Walking away from his building, I remembered a woman I’d known in my early twenties, petite and dark-haired and beautiful as a witch, describing the aftermath of a difficult breakup: sitting on her bare hardwood floor and drinking red wine and listening to records. But that night, my despair was nothing glamorous. It was a late-night cookie as large as my palm, and chocolate smeared on my lips. Once I was home, I noticed a dead leaf stuck to the wool of my leg warmers, from a walk I’d taken with Dave a few days earlier, and I turned to the trash can, ready to throw it away—then took it off carefully and put it in a drawer instead. There was something in Dave I’d never find in anyone else. I might get other things, things I couldn’t even imagine, but I would never get him. That felt unbearable.
—
XIV —
HOMECOMING
I’ve had two different lives,” Raymond Carver once said, meaning he’d lived one drunk, the other sober. “The past really is a foreign country, and they do do things differently there.” His first life was spent largely with his first wife, Maryann, whom he’d met as a teenager when she was working behind the counter of a Spudnut Shop. She got pregnant at seventeen. They both had big dreams. They both drank. “Eventually,” Carver wrote later, “we realized that hard work and dreams were not enough.” Maryann packed fruit and waited tables to give her husband time to write. He drank himself bloated and silly. At a cocktail party in 1975, he hit her over the head with a wine bottle after she flirted with another man, severing an artery near her ear and almost killing her. Still, they loved each other deeply. Even after their marriage ended both said that repeatedly. But their life was “chaotic,” he wrote, “without much light showing through.”

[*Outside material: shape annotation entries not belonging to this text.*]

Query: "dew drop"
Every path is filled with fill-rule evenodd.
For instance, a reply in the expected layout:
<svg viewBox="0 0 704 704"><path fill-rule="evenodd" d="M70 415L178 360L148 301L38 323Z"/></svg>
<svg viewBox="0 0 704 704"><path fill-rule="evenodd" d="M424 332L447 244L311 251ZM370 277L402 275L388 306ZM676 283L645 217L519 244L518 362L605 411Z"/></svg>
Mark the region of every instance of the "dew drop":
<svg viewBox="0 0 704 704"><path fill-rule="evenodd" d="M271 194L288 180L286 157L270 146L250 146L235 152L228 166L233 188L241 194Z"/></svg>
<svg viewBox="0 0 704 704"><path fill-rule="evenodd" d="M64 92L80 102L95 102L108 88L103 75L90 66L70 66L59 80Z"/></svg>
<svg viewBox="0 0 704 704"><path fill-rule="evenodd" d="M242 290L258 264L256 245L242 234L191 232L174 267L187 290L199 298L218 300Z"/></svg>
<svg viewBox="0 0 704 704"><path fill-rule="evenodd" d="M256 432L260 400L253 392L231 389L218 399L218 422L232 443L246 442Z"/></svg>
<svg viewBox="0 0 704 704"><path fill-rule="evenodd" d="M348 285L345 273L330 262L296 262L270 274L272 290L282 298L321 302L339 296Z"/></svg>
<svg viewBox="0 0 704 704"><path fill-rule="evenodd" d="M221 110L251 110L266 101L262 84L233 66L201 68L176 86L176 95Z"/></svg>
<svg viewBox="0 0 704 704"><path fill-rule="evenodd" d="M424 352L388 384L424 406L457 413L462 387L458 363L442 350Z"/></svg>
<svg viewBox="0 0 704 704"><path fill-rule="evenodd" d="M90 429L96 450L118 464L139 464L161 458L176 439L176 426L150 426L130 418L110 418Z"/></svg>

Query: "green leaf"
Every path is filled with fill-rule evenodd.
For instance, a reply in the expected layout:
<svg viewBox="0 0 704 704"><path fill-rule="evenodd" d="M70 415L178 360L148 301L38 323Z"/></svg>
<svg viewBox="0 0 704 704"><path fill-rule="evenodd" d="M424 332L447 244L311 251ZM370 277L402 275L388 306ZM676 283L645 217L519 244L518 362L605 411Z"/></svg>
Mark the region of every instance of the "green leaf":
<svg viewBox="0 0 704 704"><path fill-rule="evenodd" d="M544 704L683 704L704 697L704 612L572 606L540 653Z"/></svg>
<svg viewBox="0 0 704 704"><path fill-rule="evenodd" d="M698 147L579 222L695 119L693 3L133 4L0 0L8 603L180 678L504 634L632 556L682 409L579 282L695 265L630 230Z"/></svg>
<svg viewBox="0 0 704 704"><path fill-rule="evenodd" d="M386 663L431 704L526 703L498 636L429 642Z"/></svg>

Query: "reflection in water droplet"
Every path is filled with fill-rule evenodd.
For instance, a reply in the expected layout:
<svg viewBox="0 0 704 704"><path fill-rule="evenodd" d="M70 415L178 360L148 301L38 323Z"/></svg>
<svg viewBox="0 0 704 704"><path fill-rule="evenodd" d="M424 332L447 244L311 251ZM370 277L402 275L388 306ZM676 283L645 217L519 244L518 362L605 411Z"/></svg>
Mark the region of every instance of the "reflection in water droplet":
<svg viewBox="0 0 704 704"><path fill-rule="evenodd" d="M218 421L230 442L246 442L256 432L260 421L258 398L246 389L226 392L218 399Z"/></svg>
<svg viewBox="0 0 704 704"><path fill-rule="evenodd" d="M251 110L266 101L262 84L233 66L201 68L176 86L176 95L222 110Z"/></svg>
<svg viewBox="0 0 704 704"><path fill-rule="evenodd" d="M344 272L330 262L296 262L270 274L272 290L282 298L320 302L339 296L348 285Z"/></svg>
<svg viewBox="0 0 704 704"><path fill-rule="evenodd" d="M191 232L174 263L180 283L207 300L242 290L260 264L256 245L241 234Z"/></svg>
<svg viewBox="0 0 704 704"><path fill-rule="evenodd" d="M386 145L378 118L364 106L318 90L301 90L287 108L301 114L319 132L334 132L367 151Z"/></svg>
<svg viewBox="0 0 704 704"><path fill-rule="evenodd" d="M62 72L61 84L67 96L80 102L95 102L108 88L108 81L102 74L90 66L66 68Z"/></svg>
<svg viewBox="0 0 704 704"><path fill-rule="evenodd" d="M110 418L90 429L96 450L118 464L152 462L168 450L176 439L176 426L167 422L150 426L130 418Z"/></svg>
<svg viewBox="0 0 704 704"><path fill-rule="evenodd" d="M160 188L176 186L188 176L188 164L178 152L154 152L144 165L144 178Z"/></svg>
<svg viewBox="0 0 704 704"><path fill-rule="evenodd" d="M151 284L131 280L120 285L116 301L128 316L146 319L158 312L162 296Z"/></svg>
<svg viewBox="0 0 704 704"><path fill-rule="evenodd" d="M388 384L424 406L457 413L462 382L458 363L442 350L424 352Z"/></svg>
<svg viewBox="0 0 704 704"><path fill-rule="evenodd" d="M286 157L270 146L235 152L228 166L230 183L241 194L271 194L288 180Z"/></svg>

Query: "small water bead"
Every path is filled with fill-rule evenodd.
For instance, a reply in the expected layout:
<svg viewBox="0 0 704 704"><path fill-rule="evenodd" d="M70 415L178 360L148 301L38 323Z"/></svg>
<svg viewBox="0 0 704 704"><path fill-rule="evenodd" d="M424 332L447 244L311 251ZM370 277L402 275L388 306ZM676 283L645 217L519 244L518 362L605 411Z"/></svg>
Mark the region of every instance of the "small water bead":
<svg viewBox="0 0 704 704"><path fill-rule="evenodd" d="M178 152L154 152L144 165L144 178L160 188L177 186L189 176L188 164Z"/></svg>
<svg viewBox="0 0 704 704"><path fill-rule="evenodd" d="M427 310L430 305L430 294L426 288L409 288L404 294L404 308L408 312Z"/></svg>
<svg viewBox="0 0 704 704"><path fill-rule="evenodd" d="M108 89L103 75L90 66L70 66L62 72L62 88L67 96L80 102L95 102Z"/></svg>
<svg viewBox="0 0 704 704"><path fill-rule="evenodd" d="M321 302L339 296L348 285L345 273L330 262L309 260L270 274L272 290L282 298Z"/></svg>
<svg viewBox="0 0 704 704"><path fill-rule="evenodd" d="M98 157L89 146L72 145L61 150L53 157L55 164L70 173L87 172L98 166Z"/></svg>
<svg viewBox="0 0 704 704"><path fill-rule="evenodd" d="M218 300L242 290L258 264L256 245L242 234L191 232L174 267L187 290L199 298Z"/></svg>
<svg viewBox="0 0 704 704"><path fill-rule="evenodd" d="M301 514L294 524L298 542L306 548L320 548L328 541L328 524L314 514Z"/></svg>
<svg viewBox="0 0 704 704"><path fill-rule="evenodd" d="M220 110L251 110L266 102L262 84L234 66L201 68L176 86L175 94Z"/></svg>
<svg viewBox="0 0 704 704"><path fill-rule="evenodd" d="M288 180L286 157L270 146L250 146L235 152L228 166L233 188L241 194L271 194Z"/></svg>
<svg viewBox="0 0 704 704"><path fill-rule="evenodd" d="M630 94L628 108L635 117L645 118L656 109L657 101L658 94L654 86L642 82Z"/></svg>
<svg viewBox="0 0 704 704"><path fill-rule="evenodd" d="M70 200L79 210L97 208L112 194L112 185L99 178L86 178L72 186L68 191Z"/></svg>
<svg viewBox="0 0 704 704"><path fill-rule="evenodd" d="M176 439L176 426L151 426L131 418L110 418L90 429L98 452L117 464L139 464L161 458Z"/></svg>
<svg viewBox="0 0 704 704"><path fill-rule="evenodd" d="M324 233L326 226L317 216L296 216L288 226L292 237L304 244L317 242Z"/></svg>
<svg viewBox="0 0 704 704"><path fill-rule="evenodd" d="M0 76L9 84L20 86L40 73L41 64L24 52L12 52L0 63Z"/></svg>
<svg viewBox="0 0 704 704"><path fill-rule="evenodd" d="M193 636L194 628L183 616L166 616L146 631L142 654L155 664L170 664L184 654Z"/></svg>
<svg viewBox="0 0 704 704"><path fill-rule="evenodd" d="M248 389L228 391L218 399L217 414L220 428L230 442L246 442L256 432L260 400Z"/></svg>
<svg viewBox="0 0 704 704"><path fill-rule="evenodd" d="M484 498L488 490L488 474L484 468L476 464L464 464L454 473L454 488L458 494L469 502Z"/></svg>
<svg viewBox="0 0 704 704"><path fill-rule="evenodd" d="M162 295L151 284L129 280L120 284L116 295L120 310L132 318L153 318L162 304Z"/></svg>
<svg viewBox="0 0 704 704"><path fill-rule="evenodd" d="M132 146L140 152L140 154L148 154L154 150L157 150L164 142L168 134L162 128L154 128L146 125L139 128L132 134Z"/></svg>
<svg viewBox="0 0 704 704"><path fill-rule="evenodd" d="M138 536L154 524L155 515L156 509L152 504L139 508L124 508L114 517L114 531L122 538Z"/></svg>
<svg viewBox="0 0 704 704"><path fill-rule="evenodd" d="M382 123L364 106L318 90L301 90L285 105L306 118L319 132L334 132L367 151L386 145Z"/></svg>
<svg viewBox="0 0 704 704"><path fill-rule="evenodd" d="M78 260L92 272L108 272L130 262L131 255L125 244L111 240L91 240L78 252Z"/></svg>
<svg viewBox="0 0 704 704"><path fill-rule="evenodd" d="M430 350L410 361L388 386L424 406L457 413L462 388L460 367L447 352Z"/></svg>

Carver spent most of his second life, the decade after he got sober, with the poet Tess Gallagher, living in a town called Port Angeles—on the Olympic Peninsula in Washington, overlooking the Pacific—fishing in the ocean and in strong clear rivers. In the early years of his sobriety, he was writing so much he decided to buy himself a new typewriter to better handle his output. It was a Smith Corona Coronamatic 2500. “It sounds like a cigar,” he told friends, “but it’s my first electric typewriter.” At one party he hid in the bushes because he was afraid of getting drunk. He looked back on the drama of his first life and understood his writing as something that had happened despite this chaos, rather than something fueled by it. “I was trying to learn my craft as a writer,” he said, “how to be as subtle as a river current when very little else in my life was subtle.”